2022年はカリウム系肥料原料も含めてすべて爆上がりしていますが、こちらはロシア・ウクライナ紛争が原因です。世界のカリ肥料の生産をロシアとベラルーシが占めていたためカリ肥料の価格があがり、またロシアからヨーロッパに供給されていた天然ガスの供給が削減されたことでヨーロッパの肥料工場が大打撃を受け、窒素肥料の価格も高騰しました。
今年の価格上昇は2022年よりまだマシのようには見えますが、下記グラフの国際価格はドル建てです。日本の場合、現在の為替水準(1ドル160円前後)を考慮すると2022年(1ドル130円前後)当時のダメージとあまり違いはないのかもしれません。

【出典】農林水産省(2026年5月現在)
https://www.maff.go.jp/j/seisan/sien/sizai/s_hiryo/fertilizer_price.html
3.肥料価格が上昇するメカニズム
中東が肥料の供給基地というイメージはあまりなかったと思いますが、肥料の原料は石油と天然ガスを生産するときに生じる副生成物由来のもので占められてるそうです。
植物を育てるための三大栄養素である窒素(N)・リン(P)・カリウム(K)は、そのままで肥料として使用するわけではなく、植物が吸収しやすい形にする必要があります。窒素肥料の場合は尿素肥料(CO(NH2)2)や硫安(硫酸アンモニウム・(NH4)2SO4)などの形で使用され、その主成分はアンモニアです。窒素は大気中の約78%を占めるごくありふれた分子ではありますが、化学的に極めて安定しています。アンモニアを大量かつ安価に作成するためには空気中の窒素と水素を高温・高圧化で反応させる「ハーバー・ボッシュ法」が用いられます。その水素を大量・安価に生成するための原料が天然ガス(あるいは石炭)であり、アンモニアの供給源が必然的に中東地域となるのです。
硫安の原料となる硫黄も石油を精製するときに産出される副生成物であり、ホルムズ海峡が閉鎖されると硫黄価格が上昇します。

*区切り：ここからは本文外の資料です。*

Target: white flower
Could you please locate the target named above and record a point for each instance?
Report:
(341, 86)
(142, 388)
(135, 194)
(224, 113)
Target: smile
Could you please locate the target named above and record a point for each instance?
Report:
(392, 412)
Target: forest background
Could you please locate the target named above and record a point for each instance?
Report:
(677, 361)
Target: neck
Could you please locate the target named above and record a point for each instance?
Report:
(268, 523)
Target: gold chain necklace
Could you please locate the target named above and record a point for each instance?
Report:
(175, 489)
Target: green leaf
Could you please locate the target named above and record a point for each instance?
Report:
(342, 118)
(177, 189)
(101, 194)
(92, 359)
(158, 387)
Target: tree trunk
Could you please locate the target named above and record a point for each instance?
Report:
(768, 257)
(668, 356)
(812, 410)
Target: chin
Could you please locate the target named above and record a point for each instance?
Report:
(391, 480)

このように肥料原料の供給が細り、世界の肥料価格が上昇するというメカニズムになっているわけです。
肥料のみならず、ナフサを原料とする製品(ビニールハウス)や重油の価格上昇が日本の農業へ大きく影響を与えており、食品価格の上昇は避けられないとみています。
日本は二次産業(製造業)のみならず、一次産業もグローバルサプライチェーンに組み込まれており、肥料や農薬なしには農業生産は成立しません。食料安全保障の観点からすると、食糧のみならず、農業資材も国内自給率を改善することが不可欠なのだな、と考えさせられます。